To non-horsey people, the way I feel about Hills may seem bizarre, but to me, she is like my child. I don't have children, and as yet, don't want any. I don't feel responsible for Hillary (although I know I am), I feel more as though I would do anything for her because I love her and couldn't imagine not having her in my life. If she hadn't reacted to her leg getting caught in the gate calmly, she probably wouldn't be here right now. I am so so grateful that she reacted so calmly, and that there were people around to help her. I am grateful to everyone that helped her that evening, and am trying to thank everyone that either helped her directly, or who have sent her get well messages. To many, this may seem strange, but to me, my whole world has been turned upside down.
The vet has been this morning (18.2.12), and is amazed by how well she is doing. The bandage has been removed from the much thicker green one, to a much lighter red one:
There is much less swelling than expected (some around the coffin joint and pastern) but everything seems unbelievably well. Hills in herself is bright and when I take her out on her little walks (to stop her stiffening up), she is forward and wanting to move about. The vet tells me that although her still being here is a miracle, and her progress is remarkable, there is still likely to be some damage.

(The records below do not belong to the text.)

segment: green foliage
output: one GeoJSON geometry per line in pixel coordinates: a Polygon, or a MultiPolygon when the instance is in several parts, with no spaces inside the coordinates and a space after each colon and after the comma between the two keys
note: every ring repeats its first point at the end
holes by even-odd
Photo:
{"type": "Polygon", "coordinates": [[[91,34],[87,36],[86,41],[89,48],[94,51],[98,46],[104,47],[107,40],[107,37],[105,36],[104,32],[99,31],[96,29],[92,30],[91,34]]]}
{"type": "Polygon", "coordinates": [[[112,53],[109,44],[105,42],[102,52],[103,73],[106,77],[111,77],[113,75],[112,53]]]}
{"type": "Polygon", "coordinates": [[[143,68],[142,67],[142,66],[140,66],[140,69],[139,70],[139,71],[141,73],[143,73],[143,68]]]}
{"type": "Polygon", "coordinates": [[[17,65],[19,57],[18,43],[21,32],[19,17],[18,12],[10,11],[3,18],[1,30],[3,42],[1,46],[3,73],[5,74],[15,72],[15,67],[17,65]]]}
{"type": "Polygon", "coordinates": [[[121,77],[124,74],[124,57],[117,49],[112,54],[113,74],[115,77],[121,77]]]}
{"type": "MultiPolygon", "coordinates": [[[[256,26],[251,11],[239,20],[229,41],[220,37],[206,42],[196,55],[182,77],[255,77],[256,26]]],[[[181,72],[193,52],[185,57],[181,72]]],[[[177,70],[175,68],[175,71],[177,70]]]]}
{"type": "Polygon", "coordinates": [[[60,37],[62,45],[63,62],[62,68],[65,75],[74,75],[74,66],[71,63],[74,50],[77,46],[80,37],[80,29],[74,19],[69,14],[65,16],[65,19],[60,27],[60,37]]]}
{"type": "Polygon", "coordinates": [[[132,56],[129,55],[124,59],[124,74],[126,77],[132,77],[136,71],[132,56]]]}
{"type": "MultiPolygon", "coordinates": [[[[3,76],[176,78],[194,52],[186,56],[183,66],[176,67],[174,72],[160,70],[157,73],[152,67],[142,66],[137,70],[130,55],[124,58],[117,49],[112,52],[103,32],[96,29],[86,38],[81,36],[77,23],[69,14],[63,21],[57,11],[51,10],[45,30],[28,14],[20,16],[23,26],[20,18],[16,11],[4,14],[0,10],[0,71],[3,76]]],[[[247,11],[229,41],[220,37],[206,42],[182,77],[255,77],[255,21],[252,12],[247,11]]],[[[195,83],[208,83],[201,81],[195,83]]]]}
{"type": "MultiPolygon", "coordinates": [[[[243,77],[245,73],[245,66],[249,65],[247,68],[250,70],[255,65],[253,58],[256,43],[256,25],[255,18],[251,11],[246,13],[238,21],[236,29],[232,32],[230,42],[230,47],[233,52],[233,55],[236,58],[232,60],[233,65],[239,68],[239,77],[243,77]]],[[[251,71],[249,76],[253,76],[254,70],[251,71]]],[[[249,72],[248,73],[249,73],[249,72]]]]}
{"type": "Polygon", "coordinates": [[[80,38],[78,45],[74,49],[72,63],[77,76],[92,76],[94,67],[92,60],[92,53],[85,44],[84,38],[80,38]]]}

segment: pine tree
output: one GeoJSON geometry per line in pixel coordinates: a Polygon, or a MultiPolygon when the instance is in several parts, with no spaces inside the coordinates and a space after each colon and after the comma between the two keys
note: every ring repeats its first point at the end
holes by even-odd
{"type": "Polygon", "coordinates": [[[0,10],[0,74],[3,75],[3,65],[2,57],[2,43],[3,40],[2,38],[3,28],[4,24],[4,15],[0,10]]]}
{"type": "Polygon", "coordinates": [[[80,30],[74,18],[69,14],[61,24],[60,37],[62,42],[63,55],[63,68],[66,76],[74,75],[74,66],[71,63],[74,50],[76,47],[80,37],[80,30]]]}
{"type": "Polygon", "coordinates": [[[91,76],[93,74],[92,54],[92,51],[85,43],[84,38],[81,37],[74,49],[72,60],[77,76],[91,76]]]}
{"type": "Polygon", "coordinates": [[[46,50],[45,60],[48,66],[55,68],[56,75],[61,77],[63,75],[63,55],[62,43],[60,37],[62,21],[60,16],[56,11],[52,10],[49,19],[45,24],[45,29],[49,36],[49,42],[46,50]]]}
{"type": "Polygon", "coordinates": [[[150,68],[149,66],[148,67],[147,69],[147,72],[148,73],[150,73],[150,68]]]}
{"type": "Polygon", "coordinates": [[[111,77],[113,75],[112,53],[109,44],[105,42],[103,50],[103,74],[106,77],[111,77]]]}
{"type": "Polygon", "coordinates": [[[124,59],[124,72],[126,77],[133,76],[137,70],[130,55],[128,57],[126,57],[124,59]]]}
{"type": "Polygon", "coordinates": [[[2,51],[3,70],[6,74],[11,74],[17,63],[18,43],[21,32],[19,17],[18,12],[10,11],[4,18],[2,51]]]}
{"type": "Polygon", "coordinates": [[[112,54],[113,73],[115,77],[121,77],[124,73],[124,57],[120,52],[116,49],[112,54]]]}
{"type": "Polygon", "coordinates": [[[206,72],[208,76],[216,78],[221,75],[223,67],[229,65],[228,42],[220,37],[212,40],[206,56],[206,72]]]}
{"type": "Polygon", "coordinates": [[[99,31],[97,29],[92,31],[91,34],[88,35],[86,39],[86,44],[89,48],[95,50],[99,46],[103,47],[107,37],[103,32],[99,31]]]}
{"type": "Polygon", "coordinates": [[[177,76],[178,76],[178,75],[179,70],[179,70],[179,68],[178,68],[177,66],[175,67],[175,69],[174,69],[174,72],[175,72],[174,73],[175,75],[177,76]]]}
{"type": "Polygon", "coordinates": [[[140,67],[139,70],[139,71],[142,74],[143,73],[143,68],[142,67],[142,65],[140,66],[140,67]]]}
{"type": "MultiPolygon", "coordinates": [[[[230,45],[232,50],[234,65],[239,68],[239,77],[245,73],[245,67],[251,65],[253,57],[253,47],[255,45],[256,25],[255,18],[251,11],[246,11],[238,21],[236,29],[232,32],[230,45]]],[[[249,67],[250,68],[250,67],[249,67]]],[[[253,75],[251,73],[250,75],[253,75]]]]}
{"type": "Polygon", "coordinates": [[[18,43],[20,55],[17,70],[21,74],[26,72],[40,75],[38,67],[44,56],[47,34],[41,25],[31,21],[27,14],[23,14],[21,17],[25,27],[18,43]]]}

It's hard to be realistic for me.
I wanted to spend my few days off riding, and was so excited when the snow melted. I can't believe what has happened to her, and despite part of me feeling that so much has befallen her recently, I do feel quite positive. I can't wait for her rehabilitation to start, and to get her back working. Sometimes, things are sent to try us, and life suddenly becomes hard. I have hardly slept this week and when I have slept, I have been plagued by nightmares. But despite all the uncertainty and worry, I still have Hillary, and the prognosis is good. So for all the times she has been brave, and looked after me, I now will look after her, and I only hope I can give what she gave to me.